Trade association busy
Meanwhile, the fund industry’s trade association, the Investment Company Institute, is also proposing new governance regulations.
The institute has asked the SEC to require that all orders to purchase or sell fund shares reach fund companies, not brokerage firms or other intermediaries, by 4 p.m. Eastern to receive that day’s price. Shares of mutual funds, which hold mixtures of stocks and bonds, are priced once a day after the American financial markets close.
Enforcing that deadline would prevent the intermediaries from claiming that orders placed after 4 p.m. deserved the day’s closing price. Spitzer’s investigation found that a hedge fund, Canary Capital Partners, had been getting such special treatment for its trading of funds managed by Bank of America.
To discourage rapid trading of fund shares, the institute also recommended that fund companies charge a 2% redemption fee on any sale of fund shares within five days of purchase.

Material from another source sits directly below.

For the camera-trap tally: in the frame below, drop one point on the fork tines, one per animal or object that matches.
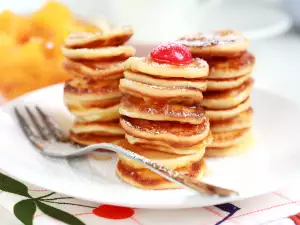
(39, 128)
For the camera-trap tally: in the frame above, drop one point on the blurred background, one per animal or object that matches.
(32, 31)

Some hedge funds and individual investors try to take advantage of pricing anomalies in funds, especially those that buy foreign securities, by jumping in and out of them frequently, a practice known as market timing. Many fund companies insist that they discourage market timing, but investigators have found that some fund managers and other investors were profiting from such trades.
The third, less concrete, proposal would be for fund companies to amend their ethics codes to require more scrutiny of trading by their senior employees.

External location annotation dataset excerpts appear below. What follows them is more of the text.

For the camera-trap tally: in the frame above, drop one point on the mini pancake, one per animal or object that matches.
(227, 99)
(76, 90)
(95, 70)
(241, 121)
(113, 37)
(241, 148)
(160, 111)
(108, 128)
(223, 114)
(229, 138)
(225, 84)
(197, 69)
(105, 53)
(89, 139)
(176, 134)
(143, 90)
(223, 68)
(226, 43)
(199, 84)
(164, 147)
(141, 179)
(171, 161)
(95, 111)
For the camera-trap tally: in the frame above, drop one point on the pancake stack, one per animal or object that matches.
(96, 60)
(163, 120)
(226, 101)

“Our commitment to righting the wrongs that arise from these investigations comes with no caveats, limitations or qualifications,” said Paul G. Haaga Jr., chairman of the institute. “We said, ‘Everything is on the table to protect fund shareholders,’ and we mean it.”
Along with the ban on trades after 4 p.m. Eastern, the SEC will consider rules by the end of November requiring funds to explicitly disclose their policies on market timing.
Disclosing expenses
By January, the SEC will consider final rules that would require mutual funds to disclose the dollar amount of fund expenses an investor pays on a hypothetical investment, for example $10,000.

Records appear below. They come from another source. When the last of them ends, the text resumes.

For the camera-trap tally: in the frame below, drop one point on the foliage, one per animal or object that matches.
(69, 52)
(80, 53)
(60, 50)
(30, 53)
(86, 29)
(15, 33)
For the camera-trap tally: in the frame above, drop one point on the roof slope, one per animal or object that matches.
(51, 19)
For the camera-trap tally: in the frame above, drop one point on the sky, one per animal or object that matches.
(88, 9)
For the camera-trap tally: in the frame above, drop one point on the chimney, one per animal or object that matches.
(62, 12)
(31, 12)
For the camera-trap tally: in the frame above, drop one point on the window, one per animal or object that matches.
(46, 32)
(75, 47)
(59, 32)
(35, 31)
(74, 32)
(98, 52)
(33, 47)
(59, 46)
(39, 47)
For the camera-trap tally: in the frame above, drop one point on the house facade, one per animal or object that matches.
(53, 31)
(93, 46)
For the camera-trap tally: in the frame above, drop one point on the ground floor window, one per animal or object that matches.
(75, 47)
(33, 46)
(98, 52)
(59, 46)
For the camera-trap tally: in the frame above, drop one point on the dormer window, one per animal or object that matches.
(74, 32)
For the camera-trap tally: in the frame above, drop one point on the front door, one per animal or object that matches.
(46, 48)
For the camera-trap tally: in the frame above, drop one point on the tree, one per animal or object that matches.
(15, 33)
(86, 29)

Some critics contend that the key to restoring investor confidence in fund companies is to give more power to independent board members and their overseers.
“The current mutual fund scandal demonstrates a systemic breakdown in compliance in the mutual fund industry that necessitates structural reforms in the way that mutual fund boards are regulated,” said Mercer Bullard, a lawyer who used to work for the SEC and now heads Fund Democracy, a shareholder advocacy group.
He said he would propose during Senate testimony Monday that mutual fund boards have independent chairmen and that three- quarters of their members be independent and stand for election every five years. He said he also would call for term limits of 15 years for fund directors.
The New York Times and Bloomberg News contributed to this report.
CLOSING THE WINDOW FOR ABUSES
The Investment Company Institute, a fund industry trade group, has proposed three measures to deal with trading practices that have recently come under scrutiny:
— A firm 4 p.m. trade deadline.
No longer would brokers, benefits managers and others who get orders from customers during the day be allowed to submit them in the evening for execution at the former daily price after a new one has been calculated. Prosecutors call the practice a clerical convenience that was improperly exploited by favored clients at some funds to turn a profit.
— A mandatory fee for short-term trading.
Except for money-market funds and others specifically designed for short-term trading, all funds would be required to levy a charge of at least 2% on redemptions of shares within five days of purchase, with all proceeds added to the fund’s assets. The fee would be meant to discourage in-and-out trading of fund shares and compensate other fund shareholders for the costs they bear because of such trading.
— More scrutiny of fund managers’ personal trading.
Fund management companies would be called upon to amend their codes of ethics to include more scrutiny of trading by their senior employees for their own accounts. Some fund company executives have been accused of profiting personally from rapid in-and-out trading in the shares of the funds they oversee.